Layer Reference
This document describes every LayerType in poly/. For each layer: what it computes, which fields of VolumetricLayer configure it, weight layout in the WeightStore, and an ASCII data-flow diagram.
LayerType Constants
const (
LayerDense LayerType = 0
LayerMultiHeadAttention LayerType = 1
LayerSwiGLU LayerType = 2
LayerRMSNorm LayerType = 3
LayerCNN1 LayerType = 4
LayerCNN2 LayerType = 5
LayerCNN3 LayerType = 6
LayerRNN LayerType = 7
LayerLSTM LayerType = 8
LayerLayerNorm LayerType = 9
LayerConvTransposed1D LayerType = 10
LayerConvTransposed2D LayerType = 11
LayerConvTransposed3D LayerType = 12
LayerEmbedding LayerType = 13
LayerKMeans LayerType = 14
LayerSoftmax LayerType = 15
LayerParallel LayerType = 16
LayerSequential LayerType = 17
LayerResidual LayerType = 18
)
[!NOTE] There is no explicit
LayerGRUconstant; GRU is implemented inrnn.goas a variant of the RNN pattern referenced through the same dispatcher slot.
Dense (LayerDense = 0)
What it does: Fully-connected linear transformation: output = input × W^T + b, followed by an activation function. Every input connects to every output.
Key fields:
| Field | Meaning |
|---|---|
InputHeight |
Number of input features |
OutputHeight |
Number of output features |
Activation |
One of ReLU, SiLU, GELU, Tanh, Sigmoid, Linear |
DType |
Active numerical type |
UseTiling / TileSize |
Enable register-tiled matmul |
Weight layout: WeightStore.Master is a flat [OutputHeight × InputHeight] row-major matrix. No bias is stored in the Master by default (the polymorphic engine absorbs bias via zero-biased initialization).
Input [batch, inputSize]
│
▼
┌─────────────────────────────────────────────┐
│ preAct[b, o] = Σᵢ input[b, i] × W[o, i] │
│ │
│ W shape: [OutputHeight, InputHeight] │
└─────────────────────────────────────────────┘
│
▼
Activation(preAct)
│
▼
Output [batch, outputSize]
The tiled variant (DenseForwardTiled) loads input tiles into a local buffer and unrolls the dot product 4× to help the compiler auto-vectorize. The INT8 and Binary tiled paths each have their own hot loops in denseForwardTiledInt8 and denseForwardTiledBinary.

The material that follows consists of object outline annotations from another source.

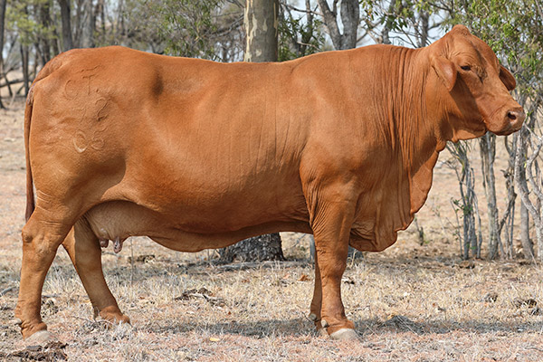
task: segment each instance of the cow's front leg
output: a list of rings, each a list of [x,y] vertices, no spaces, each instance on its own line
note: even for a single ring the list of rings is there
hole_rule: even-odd
[[[319,319],[320,327],[337,339],[357,338],[355,325],[345,316],[341,301],[341,277],[347,266],[348,240],[357,202],[356,195],[350,195],[348,190],[341,186],[319,190],[319,203],[311,207],[311,227],[318,261],[316,276],[319,274],[322,289],[320,313],[315,313],[315,319],[317,321]],[[318,287],[319,282],[316,281],[312,310],[319,304]]]
[[[101,266],[100,244],[89,224],[80,219],[62,243],[92,304],[94,317],[112,323],[129,323],[111,294]]]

CNN1 / CNN2 / CNN3 (LayerCNN1–3 = 4–6)
What they do: Convolutional layers across 1D sequences, 2D images, and 3D volumes respectively. A learnable kernel is slid across the spatial dimensions and a dot product is computed at each position.
Key fields:
| Field | Meaning |
|---|---|
InputChannels |
Channels in the input |
Filters |
Number of output channels (kernels) |
KernelSize |
Spatial size (k for CNN1, k×k for CNN2, k×k×k for CNN3) |
Stride |
Step between kernel positions |
Padding |
Zero-padding added on each side |
InputHeight / InputWidth / InputDepth |
Input spatial dimensions |
OutputHeight / OutputWidth / OutputDepth |
Output spatial dimensions |
Weight layout: Filters × InputChannels × KernelSize^N
CNN2 Data Flow:
Input [batch, inChannels, H, W]
│
▼ slide kernel [f, c, kH, kW] over H, W
┌─────────────────────────────────────────────────────────────┐
│ for each filter f: │
│ for each (oh, ow): │
│ out[b,f,oh,ow] = Σ_c Σ_kh Σ_kw in[b,c,oh+kh,ow+kw] │
│ × W[f,c,kh,kw] │
└─────────────────────────────────────────────────────────────┘
│
▼ Activation
Output [batch, Filters, outH, outW]
Output size formula (same for each spatial dimension):
outDim = (inDim + 2*Padding - KernelSize) / Stride + 1
[!TIP] CNN3 on GPU achieves over 7600x speedup versus CPU tiling because the 3D spatial loop maps perfectly to 3D WebGPU workgroups. Always prefer GPU for CNN3.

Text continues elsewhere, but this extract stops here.